Agilyx claims that the use of ASCO produces “significantly” lower life-cycle carbon emissions than fossil-fuel derived diesel, petrol or jet fuel. Under its partnership with Delta, the startup will develop a new production facility capable of generating 2,500 barrels of ASCO per day by 2020.
‘Silent’ electric aircraft
Continuing on the topic of travel, a further popular option for decarbonising the transport sector is electrifying existing vehicles, with progress already being made in the truck, train and car industries.
And while progress towards zero-carbon aircraft has been slower, there are currently more than 100 electric aircraft projects underway across the world, with Heathrow and easyJet predicting that the first all-electric passenger plane will take to the skies in the 2030s.
In an early sign of success, researchers at the Massachusetts Institute of technology (MIT) have developed and tested a zero-emission aircraft, which they claim has no moving parts and makes no noise during flight. Reportedly inspired by the futuristic shuttles depicted in Star Trek, the aircraft uses an “ionic wind” — a flow of ions produced aboard the plane using an electric current – to propel itself.
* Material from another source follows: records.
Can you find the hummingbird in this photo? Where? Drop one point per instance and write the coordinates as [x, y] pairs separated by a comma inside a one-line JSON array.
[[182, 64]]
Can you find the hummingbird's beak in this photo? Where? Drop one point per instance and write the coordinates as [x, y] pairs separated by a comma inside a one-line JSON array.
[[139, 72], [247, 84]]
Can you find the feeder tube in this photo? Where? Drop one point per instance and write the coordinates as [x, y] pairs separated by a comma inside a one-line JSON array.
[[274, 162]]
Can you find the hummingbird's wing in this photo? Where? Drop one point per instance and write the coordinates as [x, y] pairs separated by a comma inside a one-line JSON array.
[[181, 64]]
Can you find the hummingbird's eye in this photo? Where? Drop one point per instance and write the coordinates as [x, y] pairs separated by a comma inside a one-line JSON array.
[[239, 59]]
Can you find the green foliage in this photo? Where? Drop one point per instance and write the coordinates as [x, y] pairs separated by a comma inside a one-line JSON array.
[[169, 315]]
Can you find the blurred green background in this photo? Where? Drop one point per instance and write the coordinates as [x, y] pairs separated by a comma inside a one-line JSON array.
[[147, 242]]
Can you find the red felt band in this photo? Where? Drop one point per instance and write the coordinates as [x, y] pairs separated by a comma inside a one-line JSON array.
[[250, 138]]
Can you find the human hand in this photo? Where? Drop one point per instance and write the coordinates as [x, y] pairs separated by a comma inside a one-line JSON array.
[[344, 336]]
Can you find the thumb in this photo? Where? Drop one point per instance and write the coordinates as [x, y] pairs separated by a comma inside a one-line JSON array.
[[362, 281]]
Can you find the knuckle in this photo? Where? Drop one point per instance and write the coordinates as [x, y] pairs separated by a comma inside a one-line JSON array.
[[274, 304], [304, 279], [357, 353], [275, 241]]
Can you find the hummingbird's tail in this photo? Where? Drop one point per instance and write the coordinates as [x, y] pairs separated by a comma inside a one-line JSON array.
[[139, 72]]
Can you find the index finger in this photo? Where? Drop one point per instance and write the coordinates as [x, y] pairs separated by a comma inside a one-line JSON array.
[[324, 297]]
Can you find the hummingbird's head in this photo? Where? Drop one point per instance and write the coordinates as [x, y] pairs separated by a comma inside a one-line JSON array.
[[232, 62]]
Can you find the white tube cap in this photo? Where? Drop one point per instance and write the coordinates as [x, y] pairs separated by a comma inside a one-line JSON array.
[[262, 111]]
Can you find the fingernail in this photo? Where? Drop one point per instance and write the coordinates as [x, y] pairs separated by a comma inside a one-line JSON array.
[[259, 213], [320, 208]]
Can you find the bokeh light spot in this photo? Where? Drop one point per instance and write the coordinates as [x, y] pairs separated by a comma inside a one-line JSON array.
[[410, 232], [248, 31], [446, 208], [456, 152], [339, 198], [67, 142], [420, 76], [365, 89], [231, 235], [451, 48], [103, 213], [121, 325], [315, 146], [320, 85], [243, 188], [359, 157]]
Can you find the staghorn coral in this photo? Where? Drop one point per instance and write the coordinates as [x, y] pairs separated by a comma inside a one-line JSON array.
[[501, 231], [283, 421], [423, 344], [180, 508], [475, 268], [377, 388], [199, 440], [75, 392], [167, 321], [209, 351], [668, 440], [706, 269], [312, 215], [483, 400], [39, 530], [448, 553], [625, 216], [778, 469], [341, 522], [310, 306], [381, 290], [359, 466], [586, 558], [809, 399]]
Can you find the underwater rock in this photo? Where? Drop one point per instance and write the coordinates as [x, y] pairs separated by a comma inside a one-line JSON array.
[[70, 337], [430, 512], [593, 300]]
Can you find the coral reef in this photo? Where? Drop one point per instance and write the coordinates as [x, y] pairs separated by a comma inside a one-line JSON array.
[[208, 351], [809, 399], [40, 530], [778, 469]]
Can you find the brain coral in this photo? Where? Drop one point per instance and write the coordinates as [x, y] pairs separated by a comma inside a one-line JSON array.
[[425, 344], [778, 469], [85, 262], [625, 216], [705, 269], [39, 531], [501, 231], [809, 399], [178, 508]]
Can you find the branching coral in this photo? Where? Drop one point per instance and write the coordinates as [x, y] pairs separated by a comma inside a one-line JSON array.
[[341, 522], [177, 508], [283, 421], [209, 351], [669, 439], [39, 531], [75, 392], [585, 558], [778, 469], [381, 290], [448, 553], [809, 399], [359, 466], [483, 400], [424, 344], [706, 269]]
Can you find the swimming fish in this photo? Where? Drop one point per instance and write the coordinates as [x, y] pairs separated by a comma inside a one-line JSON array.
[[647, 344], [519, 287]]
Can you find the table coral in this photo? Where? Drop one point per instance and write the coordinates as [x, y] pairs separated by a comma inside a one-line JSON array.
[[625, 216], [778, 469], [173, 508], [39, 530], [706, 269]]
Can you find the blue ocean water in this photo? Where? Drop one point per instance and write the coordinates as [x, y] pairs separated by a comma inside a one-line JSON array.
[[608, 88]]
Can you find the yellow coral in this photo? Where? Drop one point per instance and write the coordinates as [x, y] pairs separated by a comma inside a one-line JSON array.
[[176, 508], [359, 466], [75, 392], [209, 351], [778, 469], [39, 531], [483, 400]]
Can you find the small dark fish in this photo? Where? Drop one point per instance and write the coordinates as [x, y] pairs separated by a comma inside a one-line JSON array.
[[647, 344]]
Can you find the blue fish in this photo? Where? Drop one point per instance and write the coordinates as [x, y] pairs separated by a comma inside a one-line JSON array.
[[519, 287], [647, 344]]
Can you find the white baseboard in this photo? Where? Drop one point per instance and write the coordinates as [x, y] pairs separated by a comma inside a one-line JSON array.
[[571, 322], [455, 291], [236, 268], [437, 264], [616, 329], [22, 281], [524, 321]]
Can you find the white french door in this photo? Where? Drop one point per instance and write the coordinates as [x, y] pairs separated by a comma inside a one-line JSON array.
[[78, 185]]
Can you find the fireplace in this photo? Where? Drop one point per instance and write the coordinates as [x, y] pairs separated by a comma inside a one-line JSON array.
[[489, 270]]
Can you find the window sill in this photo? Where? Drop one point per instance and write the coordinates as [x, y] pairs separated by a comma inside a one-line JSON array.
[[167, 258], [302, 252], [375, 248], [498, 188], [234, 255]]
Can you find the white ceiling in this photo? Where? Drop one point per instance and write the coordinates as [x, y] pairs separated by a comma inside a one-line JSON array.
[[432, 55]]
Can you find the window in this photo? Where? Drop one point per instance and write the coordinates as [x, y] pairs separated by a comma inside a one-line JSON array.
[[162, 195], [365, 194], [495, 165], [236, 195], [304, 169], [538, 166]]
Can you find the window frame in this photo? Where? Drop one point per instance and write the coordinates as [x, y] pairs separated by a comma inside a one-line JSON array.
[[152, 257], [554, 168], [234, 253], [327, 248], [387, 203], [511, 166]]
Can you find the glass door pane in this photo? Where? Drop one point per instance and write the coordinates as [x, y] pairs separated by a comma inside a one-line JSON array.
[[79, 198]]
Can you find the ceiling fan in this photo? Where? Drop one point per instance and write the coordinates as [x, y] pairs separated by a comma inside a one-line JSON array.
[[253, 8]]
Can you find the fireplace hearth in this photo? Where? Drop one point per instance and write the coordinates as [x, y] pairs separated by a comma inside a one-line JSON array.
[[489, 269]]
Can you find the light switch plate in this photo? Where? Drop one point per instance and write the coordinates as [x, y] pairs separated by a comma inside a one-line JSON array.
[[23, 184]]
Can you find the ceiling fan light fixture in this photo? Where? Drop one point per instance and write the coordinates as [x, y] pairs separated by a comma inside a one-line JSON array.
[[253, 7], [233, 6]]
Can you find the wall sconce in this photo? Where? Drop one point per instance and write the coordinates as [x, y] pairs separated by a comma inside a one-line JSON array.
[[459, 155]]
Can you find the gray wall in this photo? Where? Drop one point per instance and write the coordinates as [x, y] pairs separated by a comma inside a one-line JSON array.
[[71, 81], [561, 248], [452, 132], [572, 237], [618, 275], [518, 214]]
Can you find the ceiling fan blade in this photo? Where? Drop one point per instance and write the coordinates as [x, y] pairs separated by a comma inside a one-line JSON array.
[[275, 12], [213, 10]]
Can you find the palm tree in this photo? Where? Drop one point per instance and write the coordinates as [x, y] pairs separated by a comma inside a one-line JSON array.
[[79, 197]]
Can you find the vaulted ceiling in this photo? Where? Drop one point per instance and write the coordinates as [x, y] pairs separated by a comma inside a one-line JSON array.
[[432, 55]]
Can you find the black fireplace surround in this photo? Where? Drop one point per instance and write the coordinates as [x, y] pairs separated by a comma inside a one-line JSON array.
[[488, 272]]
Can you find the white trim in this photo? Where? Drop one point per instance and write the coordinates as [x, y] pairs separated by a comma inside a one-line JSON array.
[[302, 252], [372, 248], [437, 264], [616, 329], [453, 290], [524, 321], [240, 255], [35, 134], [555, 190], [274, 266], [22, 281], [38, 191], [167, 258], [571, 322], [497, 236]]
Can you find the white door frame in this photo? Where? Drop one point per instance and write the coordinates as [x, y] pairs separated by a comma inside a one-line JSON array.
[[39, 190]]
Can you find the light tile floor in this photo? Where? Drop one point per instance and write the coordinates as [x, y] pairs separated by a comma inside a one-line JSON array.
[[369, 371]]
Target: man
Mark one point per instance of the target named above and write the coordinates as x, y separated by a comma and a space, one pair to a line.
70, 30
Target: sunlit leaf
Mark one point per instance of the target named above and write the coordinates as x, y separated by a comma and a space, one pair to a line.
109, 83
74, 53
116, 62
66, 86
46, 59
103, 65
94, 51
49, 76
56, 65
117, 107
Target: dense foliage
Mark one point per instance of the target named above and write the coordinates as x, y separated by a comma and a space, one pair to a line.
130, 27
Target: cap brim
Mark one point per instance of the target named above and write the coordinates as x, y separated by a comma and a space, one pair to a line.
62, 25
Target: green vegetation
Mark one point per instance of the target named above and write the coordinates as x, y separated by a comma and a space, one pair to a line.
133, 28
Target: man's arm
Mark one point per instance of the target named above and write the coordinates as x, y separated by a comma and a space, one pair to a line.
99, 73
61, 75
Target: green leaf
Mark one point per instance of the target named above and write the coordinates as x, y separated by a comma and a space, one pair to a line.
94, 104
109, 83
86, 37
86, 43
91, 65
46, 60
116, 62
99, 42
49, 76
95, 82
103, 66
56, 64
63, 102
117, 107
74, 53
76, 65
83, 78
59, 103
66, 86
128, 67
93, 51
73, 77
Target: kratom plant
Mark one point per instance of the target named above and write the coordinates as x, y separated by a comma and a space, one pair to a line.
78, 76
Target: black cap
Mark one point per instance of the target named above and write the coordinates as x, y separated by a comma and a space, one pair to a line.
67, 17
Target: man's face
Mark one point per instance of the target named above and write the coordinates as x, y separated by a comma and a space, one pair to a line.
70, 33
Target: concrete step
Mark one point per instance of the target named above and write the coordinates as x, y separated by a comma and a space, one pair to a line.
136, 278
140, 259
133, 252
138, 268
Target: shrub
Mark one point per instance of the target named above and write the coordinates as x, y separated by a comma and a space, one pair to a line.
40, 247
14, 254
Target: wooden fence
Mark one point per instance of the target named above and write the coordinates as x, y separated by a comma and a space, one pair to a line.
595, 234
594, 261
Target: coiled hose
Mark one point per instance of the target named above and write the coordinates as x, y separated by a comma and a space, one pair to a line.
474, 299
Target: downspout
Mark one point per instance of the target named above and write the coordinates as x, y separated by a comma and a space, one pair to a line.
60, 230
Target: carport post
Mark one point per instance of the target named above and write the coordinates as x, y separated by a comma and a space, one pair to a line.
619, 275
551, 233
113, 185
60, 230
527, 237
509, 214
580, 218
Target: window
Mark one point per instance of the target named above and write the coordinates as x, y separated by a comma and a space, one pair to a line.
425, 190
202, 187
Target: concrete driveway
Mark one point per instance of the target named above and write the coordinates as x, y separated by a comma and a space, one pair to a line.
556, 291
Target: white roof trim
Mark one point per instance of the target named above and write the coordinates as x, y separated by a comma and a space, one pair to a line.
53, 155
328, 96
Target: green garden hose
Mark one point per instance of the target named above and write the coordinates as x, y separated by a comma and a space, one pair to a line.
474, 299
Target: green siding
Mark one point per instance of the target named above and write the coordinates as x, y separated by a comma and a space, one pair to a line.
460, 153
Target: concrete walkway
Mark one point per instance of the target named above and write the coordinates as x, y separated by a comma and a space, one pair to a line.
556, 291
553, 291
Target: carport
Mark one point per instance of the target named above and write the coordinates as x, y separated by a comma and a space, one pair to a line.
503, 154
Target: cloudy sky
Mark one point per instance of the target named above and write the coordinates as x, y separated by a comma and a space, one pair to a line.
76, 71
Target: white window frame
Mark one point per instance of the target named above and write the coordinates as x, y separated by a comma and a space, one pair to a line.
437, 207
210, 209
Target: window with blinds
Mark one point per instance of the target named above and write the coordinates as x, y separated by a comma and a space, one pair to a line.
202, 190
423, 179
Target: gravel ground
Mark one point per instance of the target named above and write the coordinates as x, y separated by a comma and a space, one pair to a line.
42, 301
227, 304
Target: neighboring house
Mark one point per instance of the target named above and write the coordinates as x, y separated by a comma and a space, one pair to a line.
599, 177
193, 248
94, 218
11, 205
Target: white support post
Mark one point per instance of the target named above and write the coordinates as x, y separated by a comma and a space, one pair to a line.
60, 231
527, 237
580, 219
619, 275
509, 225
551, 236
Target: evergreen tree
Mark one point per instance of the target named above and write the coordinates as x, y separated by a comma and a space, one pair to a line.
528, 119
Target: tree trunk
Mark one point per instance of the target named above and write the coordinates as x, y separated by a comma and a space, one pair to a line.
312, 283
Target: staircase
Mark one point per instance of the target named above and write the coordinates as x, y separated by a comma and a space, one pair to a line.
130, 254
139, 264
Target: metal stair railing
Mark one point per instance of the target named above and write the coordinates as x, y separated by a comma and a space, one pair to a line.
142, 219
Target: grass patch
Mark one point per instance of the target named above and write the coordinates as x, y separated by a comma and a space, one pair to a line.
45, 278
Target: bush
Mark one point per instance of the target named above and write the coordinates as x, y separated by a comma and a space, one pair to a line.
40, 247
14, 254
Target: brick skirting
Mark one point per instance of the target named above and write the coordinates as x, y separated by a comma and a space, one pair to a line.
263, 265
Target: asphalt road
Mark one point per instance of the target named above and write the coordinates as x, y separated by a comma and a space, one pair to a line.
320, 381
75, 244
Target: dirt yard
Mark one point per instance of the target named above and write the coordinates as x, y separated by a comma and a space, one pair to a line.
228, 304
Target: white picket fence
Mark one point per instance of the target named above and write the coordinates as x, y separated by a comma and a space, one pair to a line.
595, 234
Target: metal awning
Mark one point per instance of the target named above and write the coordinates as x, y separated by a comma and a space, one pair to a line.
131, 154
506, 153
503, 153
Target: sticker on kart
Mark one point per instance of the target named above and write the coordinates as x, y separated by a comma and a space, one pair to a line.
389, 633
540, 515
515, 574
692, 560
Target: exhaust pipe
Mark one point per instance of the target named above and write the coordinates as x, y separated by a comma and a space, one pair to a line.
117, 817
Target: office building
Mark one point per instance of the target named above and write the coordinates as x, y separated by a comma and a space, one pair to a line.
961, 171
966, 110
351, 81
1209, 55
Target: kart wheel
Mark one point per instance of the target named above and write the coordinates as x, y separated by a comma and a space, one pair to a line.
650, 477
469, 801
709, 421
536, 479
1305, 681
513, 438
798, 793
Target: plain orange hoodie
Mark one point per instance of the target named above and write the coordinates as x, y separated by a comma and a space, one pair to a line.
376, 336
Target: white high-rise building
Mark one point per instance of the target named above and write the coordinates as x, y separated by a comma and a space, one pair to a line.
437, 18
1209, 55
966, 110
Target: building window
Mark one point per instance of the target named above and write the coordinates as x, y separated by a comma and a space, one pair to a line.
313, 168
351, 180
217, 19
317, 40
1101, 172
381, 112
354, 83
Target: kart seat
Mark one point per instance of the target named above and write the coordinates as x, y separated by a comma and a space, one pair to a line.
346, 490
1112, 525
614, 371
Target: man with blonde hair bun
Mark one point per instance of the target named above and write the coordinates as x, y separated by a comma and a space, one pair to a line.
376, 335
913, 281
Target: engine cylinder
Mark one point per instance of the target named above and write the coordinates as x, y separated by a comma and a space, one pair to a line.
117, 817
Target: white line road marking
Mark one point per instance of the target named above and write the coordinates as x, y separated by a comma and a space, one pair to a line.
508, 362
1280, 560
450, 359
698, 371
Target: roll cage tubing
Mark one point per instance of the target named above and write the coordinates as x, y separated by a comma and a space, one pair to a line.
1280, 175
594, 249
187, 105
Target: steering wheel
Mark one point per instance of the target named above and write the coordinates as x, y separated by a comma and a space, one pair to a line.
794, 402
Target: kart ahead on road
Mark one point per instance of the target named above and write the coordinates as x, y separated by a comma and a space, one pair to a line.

The plane, called Ion Drive, is currently in the prototype stage, with results of its first test flights having been published this month. It weighs 2.5kg and has a wingspan of 5m, with the research team set to develop larger models in the future.
Contactless coffee cups
After introducing a 25p discount for customers bringing reusable cups in a bid to incentivise behaviour change, coffee chain Costa has this week unveiled an innovative new reusable flask with a contactless payment chip.
Developed in partnership with Barclays, the cup has a detachable silicone base with an integrated contactless payment chip, which customers can top-up like they would an Oyster Card or gift card.
Using the bank’s bPay technology, the cup, called Clever Cup, enables users to make contactless payment up to £30 in Costa’s 2,380 UK stores. Users can also top up their balance and track payments online or via a dedicated app for Android and Apple phones and tablets.
The cup will be stocked in all UK Costa stores before the start of December, retailing at £14.99.
Energy from wastewater
After receiving accolades from the likes of the Climate Launchpad, Shell and the Energy Innovation Centre, student entrepreneurs Thomas Fudge and William Gambier this week won an innovation competition run by Santander UK for their work to turn wastewater into renewable energy and cookstove fuel.
Under their Brunel-based startup Wase, the duo has developed concepts for a decentralised wastewater processing system which generates green electricity and gas as it operates. The system captures the methane produced by the organic waste in wastewater as it decomposes, harnessing it for power generation in a way similar to hydrogen.
Then, it collects the solid sludge found in wastewater and heats it up, generating yet more methane through the process of thermal hydrolysis. Finally, the treated waste enters an anaerobic digester, where it is broken down, or is sent to be used in the production of fertilizer. Fudge and Gambier this week received £25,000 in prize money from Santander UK to help bring the design to fruition.